As pesquisas sobre o apetite do setor privado com a inteligência artificial costumam mostrar certo entusiasmo sobre os benefícios da tecnologia para os negócios. Quando perguntados sobre o nível de adoção da tecnologia, no entanto, os resultados mostram barreiras como a integração com sistemas existentes.

No Brasil, a pesquisa mais recente da consultoria Bain & Company sobre o tema, obtida com exclusividade pelo GLOBO, indica que 60% das empresas veem a IA como um dos cinco temas prioritários para o seu negócio. A maioria (85%), no entanto, reconhece que ainda não tem capacidade para desenvolver e entregar projetos com inteligência artificial generativa.

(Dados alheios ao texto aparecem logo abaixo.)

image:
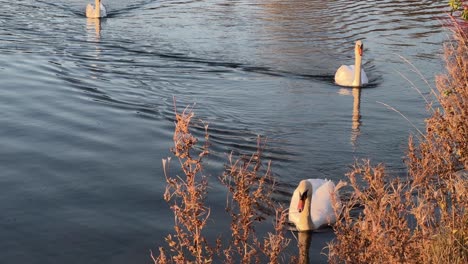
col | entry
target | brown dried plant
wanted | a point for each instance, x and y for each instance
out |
(422, 219)
(250, 191)
(188, 195)
(249, 198)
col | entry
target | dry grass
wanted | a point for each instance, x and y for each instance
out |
(188, 195)
(250, 192)
(249, 187)
(422, 219)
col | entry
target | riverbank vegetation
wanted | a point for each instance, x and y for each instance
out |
(419, 219)
(249, 185)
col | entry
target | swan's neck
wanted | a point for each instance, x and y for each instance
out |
(305, 219)
(357, 70)
(97, 5)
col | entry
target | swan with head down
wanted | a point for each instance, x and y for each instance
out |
(353, 75)
(312, 204)
(96, 11)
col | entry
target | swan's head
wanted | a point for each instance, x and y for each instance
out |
(305, 192)
(359, 48)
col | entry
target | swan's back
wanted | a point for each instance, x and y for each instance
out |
(91, 11)
(321, 206)
(344, 76)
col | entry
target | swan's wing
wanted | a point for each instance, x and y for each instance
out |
(345, 75)
(323, 198)
(103, 10)
(293, 214)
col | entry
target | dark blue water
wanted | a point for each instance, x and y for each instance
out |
(86, 108)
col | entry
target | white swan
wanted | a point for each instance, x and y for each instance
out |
(96, 11)
(352, 75)
(312, 204)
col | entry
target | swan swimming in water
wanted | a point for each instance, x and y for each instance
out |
(312, 203)
(352, 75)
(96, 11)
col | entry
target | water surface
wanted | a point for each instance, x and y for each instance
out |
(86, 108)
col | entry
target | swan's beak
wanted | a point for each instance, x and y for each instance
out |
(300, 206)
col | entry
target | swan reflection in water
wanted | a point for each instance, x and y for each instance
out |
(356, 119)
(355, 132)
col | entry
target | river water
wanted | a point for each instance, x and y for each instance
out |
(86, 108)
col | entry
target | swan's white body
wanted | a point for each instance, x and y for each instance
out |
(317, 208)
(96, 11)
(352, 75)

— O nível de prioridade estratégica é alto, mas o que vemos é uma maturidade de entender que talvez as companhias não estejam preparadas para de fato aplicar a tecnologia. Eu diria que agora existe um realismo maior — afirma Lucas Brossi, sócio da Bain & Company, que ressalta que apenas 13% das empresas pesquisadas relatam ter usos em escala de IA generativa.

A percepção de que os benefícios financeiros da IA podem demorar está levando fundos a ajustarem suas estratégias, inclusive no Brasil. Maurício Lima, superintendente de produtos da Western Asset, afirma que a gestora incluiu ações de consultorias na sua carteira de empresas americanas, avaliando que elas serão essenciais para o processo de integração da IA nos negócios:

— Estamos pensando nessa segunda etapa do processo de adoção da IA. Porque não é só comprar o chip ou incluir o chat na intranet das empresas. É preciso incorporar a tecnologia ao dia a dia do negócio.

Pesam a favor da IA as projeções de que os ganhos virão com o aumento de produtividade. Mas ainda não há consenso sobre a dimensão disso. Economista sênior do Goldman Sachs, Joseph Briggs projeta ganho de 9% na produtividade e de 6,1% no PIB dos EUA na próxima década. Já o pesquisador do MIT Daron Acemoglu prevê apenas 0,5% de acréscimo na produtividade e de 0,9% no PIB americano.

Apesar das projeções diferentes sobre o “efeito inteligência artificial” na economia, há um certo consenso, até entre os céticos, de que a tecnologia é diferente de outras ondas que passaram pela indústria. Acemoglu, por exemplo, diz que “mudanças verdadeiramente transformadoras”, como em processos de descoberta científica, em testes de novos produtos e na criação de plataformas, ainda vão acontecer.

Identificar o que é hype (alvoroço temporário) das tecnologias substanciais passa por avaliar a “construção de valor para a sociedade”, diz Eduardo Ibrahim, especialista da Singularity Brazil:

— A IA, na minha visão, está em outra categoria entre coisas que surgiram, como o metaverso. Ela vai gerar valor real. Pode até passar por mini-invernos, mas não é hype.